With a couch on the back wall put the speakers to the sides of the listeners and aim them at each other or if needed to avoid localization try pointing them up towards the ceiling. Note that their sound quality might start to lack in high-frequency energy, so you might need to compensate for this with tone control or equalization.
* Surround Back Speaker Placement for Surround EX.
Surround EX is the latest development in multichannel sound formats, and provides more spatial resolution to the surround soundfield. Rather than just represent the off-screen sounds with two channels to the sides of the listeners, Surround EX adds a third channel behind the listening area and gives the sound designer more creative flexibility.
Surround EX was jointly developed by Lucasfilm THX and Dolby Laboratories and was first introduced in Star Wars Episode 1, the Phantom Menace. Since then about 70 movies have been released with the EX feature, and whenever these end up on DVD they include the extra track. In a decent listening room, EX adds significant sonic qualities and seating flexibility, and I highly recommend specifying it in to any new design.
Placing the rear speakers for Surround EX follows mostly what we have been talking about so far with a few twists, turns and variations. The largest twist is that a pair speakers placed symmetrically behind your listening position can actually produce a sound image in front of you! As amazing as that sounds, it is a well-known psychoacoustic effect referred to as “reversal.” Of course the intended effect is not for the “surround back” sound to come from in front of you. So what do you do to avoid this trap? One solution is to use dipole speakers; another solution is to offset the speaker locations so as to break the symmetry. Yet another solution is to use a fair amount of diffusive materials on the rear and sidewalls to create a less correlated soundfield. Figures 13-15 provide some illustrations to use as guides for surround back placement.
* Surround Speaker Tweaking and Aiming.
Once the speakers are in place, listen for even coverage and spaciousness using pink noise or another relatively steady signal source. Listen for balance of directionality and spaciousness. Walk around the room’s main listening area, and look for hot spots and speaker localization cues. Try moving the speakers up, forward or backwards until the hotspots go away.
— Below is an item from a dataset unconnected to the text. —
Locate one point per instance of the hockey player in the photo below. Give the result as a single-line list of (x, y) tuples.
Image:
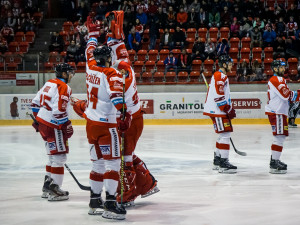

With dipoles aim the null towards the seating area. With direct radiators you might need to point the speakers away from the listening area. You might also need to add some diffusion acoustical treatment to the side and back walls, and maybe even the ceiling to improve the surround field coverage.
For the surround back speakers, check again for that pesky reversal issue and solve it by displacing the surrounds, adding diffusers, or aiming them in different directions.
Remember to reset the time synchronization settings after moving the speakers.
Anthony Grimani is president of Performance Media Industries, an Acoustical Architecture firm specializing in home theater design.